Massah ain’t treating you right. Keep working. The low swinging chariot will be here any minute.
Now, coincidently, Paul Simons is singing “Slip Sliding Away”:
We work at our jobs
Collect our pay
Believe we’re gliding down the highway
When in fact we’re slip sliding away.
Slip sliding away,
Slip sliding away,
You know the nearer your destination
The more you’re slip sliding away.
The Christian view described above provides a theoretical escape hatch for Simon’s paradox, but left-brained Enlightened philosophers and Founding Fathers supplanted that view and argued that happiness was, again in McMahon’s words, “more than a divine gift, less fortuitous than fortune, less exalted than a millenarian dream.” In fact, it is an American right to pursue it, and God knows we do.
God bless the Enlightenment! It has taught us that sensuality is not sin, that we deserve happiness because we are, and rather than donning hair shirts and spending our winter nights barefooted in the snow self-flagellating, we should make the best out of a sure thing, the here and now, for, yes, death is just around the corner. In fact, Lucretius, following the wisdom of Epicurus, argued 1600 earlier essentially the same concept.
However, happiness as a constant state is unsustainable in the flux of day-to-day occurrences, medications, moods, adrenal secretions. The classic philosophers and stoics were correct: True happiness is impossible without a foundation of compassion that directs one’s thoughts from the self to others.

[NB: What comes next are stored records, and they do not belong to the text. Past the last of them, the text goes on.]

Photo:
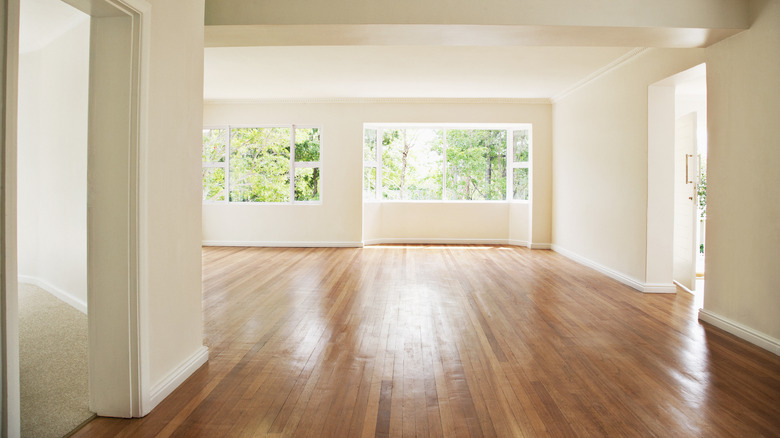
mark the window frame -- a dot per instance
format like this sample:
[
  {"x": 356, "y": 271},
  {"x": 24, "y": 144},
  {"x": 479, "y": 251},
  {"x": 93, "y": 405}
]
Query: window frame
[
  {"x": 511, "y": 164},
  {"x": 293, "y": 165}
]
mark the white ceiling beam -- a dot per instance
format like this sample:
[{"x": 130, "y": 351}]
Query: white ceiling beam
[{"x": 460, "y": 35}]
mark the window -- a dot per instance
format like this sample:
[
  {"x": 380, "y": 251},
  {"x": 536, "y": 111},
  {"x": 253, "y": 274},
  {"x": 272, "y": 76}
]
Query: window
[
  {"x": 454, "y": 163},
  {"x": 261, "y": 164}
]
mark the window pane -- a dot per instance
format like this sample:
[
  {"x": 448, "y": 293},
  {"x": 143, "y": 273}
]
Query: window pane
[
  {"x": 307, "y": 184},
  {"x": 369, "y": 183},
  {"x": 369, "y": 145},
  {"x": 260, "y": 165},
  {"x": 213, "y": 184},
  {"x": 307, "y": 144},
  {"x": 412, "y": 164},
  {"x": 521, "y": 141},
  {"x": 214, "y": 144},
  {"x": 520, "y": 184},
  {"x": 476, "y": 164}
]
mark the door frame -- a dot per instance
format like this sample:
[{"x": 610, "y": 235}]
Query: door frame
[
  {"x": 660, "y": 177},
  {"x": 116, "y": 275}
]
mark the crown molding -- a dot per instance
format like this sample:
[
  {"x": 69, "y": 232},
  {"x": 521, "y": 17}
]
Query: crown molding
[{"x": 617, "y": 63}]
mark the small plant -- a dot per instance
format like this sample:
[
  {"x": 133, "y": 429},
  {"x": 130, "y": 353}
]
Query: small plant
[{"x": 701, "y": 191}]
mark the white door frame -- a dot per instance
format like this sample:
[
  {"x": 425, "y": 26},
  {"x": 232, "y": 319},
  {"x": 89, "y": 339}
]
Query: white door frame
[
  {"x": 119, "y": 84},
  {"x": 660, "y": 177}
]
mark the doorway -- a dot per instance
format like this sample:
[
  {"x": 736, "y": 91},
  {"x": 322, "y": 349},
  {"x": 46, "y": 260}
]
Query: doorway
[
  {"x": 116, "y": 140},
  {"x": 52, "y": 216},
  {"x": 690, "y": 183}
]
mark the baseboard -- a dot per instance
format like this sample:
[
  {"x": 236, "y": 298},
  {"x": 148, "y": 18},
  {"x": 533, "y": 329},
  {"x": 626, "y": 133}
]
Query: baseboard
[
  {"x": 175, "y": 378},
  {"x": 619, "y": 276},
  {"x": 753, "y": 336},
  {"x": 434, "y": 241},
  {"x": 683, "y": 287},
  {"x": 282, "y": 244},
  {"x": 62, "y": 294},
  {"x": 659, "y": 288}
]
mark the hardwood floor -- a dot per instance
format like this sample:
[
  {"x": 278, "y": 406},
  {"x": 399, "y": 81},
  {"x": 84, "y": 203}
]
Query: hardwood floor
[{"x": 453, "y": 341}]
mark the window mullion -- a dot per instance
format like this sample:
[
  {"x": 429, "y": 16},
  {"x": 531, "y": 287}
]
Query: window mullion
[
  {"x": 227, "y": 164},
  {"x": 510, "y": 160},
  {"x": 379, "y": 165},
  {"x": 444, "y": 170}
]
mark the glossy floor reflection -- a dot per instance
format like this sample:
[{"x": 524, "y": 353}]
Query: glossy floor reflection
[{"x": 454, "y": 341}]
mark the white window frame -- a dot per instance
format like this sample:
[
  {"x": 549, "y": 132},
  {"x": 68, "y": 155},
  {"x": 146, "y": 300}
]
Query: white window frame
[
  {"x": 293, "y": 164},
  {"x": 510, "y": 165}
]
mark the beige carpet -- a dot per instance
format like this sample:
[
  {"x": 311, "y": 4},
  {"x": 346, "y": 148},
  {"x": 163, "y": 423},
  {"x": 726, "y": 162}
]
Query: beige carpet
[{"x": 53, "y": 364}]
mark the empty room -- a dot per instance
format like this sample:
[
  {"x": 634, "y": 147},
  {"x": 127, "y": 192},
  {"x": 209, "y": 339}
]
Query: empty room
[{"x": 449, "y": 218}]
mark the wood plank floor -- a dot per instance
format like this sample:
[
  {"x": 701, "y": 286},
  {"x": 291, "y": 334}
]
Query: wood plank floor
[{"x": 453, "y": 341}]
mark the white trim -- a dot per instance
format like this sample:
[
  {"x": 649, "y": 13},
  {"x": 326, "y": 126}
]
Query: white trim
[
  {"x": 382, "y": 100},
  {"x": 683, "y": 287},
  {"x": 659, "y": 288},
  {"x": 743, "y": 332},
  {"x": 434, "y": 241},
  {"x": 61, "y": 294},
  {"x": 619, "y": 276},
  {"x": 169, "y": 383},
  {"x": 617, "y": 63},
  {"x": 282, "y": 244}
]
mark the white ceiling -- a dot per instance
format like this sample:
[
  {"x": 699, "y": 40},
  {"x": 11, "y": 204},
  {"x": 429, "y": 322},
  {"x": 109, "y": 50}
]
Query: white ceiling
[
  {"x": 42, "y": 21},
  {"x": 312, "y": 72}
]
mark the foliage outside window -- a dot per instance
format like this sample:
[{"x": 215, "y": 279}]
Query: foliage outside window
[
  {"x": 261, "y": 164},
  {"x": 434, "y": 163}
]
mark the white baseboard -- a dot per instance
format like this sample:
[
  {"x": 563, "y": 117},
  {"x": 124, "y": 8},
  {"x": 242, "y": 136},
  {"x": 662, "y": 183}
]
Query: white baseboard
[
  {"x": 434, "y": 241},
  {"x": 175, "y": 378},
  {"x": 659, "y": 288},
  {"x": 619, "y": 276},
  {"x": 281, "y": 244},
  {"x": 62, "y": 294},
  {"x": 743, "y": 332},
  {"x": 684, "y": 288}
]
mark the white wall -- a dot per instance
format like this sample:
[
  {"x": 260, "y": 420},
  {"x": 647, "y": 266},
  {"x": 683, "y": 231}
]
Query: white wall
[
  {"x": 52, "y": 160},
  {"x": 743, "y": 214},
  {"x": 341, "y": 218},
  {"x": 173, "y": 332},
  {"x": 600, "y": 162}
]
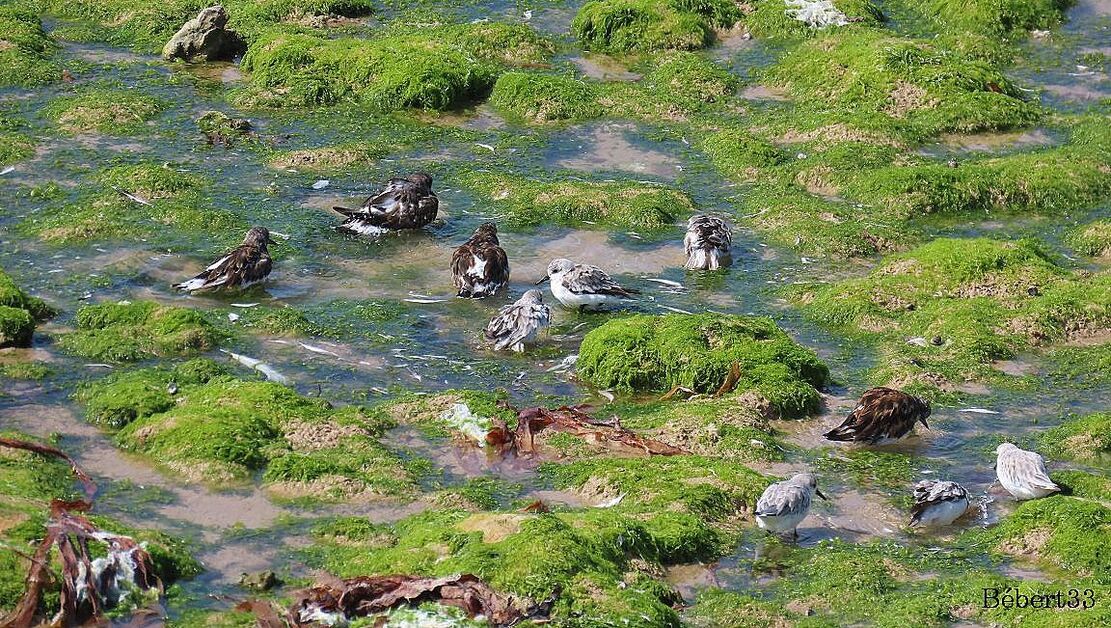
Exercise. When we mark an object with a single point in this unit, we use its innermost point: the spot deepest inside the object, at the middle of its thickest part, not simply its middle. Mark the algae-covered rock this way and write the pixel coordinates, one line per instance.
(698, 351)
(26, 49)
(976, 300)
(128, 331)
(588, 205)
(204, 38)
(202, 425)
(1086, 438)
(640, 26)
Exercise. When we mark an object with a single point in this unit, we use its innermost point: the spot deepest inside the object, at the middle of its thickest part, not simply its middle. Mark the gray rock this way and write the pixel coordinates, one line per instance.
(204, 38)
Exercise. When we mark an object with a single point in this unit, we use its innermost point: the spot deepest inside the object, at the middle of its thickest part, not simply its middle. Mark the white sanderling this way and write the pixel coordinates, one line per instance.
(519, 324)
(882, 415)
(241, 267)
(583, 286)
(479, 267)
(407, 202)
(784, 505)
(938, 502)
(708, 243)
(1022, 472)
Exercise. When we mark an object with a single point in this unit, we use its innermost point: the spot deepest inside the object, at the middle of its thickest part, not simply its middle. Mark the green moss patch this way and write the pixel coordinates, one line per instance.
(128, 331)
(174, 199)
(443, 67)
(643, 26)
(1086, 438)
(103, 110)
(698, 351)
(972, 301)
(203, 425)
(589, 205)
(871, 75)
(26, 50)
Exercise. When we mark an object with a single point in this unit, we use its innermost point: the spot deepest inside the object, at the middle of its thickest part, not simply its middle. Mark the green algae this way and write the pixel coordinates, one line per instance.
(1092, 239)
(640, 26)
(128, 331)
(698, 351)
(202, 425)
(104, 110)
(1086, 438)
(589, 205)
(176, 199)
(881, 80)
(973, 300)
(437, 68)
(26, 50)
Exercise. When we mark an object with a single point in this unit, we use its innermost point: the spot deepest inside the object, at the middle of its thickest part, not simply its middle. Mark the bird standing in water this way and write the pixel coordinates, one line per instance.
(479, 267)
(243, 266)
(881, 416)
(404, 203)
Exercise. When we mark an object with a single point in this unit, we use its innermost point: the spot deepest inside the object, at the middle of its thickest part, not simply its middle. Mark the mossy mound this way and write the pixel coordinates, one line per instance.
(147, 27)
(174, 200)
(643, 26)
(587, 205)
(203, 425)
(1092, 239)
(128, 331)
(19, 314)
(698, 351)
(26, 49)
(972, 301)
(1081, 438)
(103, 110)
(883, 80)
(438, 68)
(28, 484)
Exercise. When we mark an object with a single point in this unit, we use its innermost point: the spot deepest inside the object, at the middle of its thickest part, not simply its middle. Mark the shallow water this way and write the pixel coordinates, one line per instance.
(440, 349)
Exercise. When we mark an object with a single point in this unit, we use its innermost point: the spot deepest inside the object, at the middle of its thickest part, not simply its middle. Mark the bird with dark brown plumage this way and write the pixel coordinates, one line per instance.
(479, 267)
(882, 415)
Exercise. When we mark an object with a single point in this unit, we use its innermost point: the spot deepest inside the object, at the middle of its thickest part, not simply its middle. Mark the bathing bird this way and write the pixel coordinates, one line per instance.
(583, 286)
(938, 502)
(407, 202)
(479, 267)
(519, 324)
(243, 266)
(784, 505)
(882, 415)
(1022, 472)
(708, 242)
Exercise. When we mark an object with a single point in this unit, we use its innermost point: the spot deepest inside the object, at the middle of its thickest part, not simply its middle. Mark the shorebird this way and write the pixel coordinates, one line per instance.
(708, 242)
(404, 203)
(583, 286)
(243, 266)
(479, 267)
(784, 505)
(1022, 472)
(882, 415)
(938, 502)
(519, 324)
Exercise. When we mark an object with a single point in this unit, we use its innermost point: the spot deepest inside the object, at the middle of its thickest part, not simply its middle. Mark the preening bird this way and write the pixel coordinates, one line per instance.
(583, 286)
(479, 267)
(243, 266)
(519, 324)
(708, 243)
(882, 415)
(407, 202)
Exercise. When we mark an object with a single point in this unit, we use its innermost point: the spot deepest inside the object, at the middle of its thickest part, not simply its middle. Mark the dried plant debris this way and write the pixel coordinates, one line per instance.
(123, 574)
(572, 420)
(330, 604)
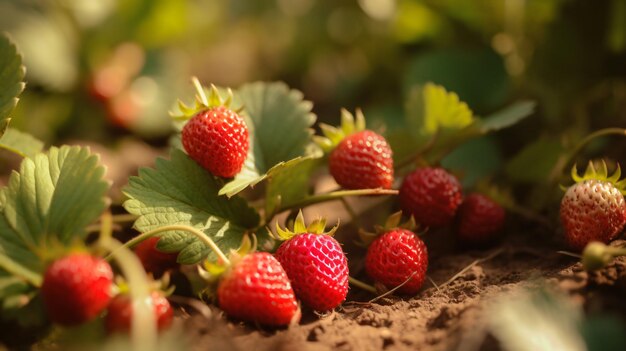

In other words, lasting happiness is impossible outside the context of a virtuous life, but, of course, a virtuous life doesn’t guarantee “lasting happiness.”
BY THOMAS HARDY
If but some vengeful god would call to me
From up the sky, and laugh: “Thou suffering thing,
Know that thy sorrow is my ecstasy,
That thy love’s loss is my hate’s profiting!”
Then would I bear it, clench myself, and die,
Steeled by the sense of ire unmerited;
Half-eased in that a Powerfuller than I
Had willed and meted me the tears I shed.
But not so. How arrives it joy lies slain,
And why unblooms the best hope ever sown?
—Crass Casualty obstructs the sun and rain,
And dicing Time for gladness casts a moan. . . .
These purblind Doomsters had as readily strown
Blisses about my pilgrimage as pain.
Nevertheless, let’s give Epicurus the last word:
It is impossible to live a pleasant life without living wisely and well and justly. And it is impossible to live wisely and well and justly without living a pleasant life.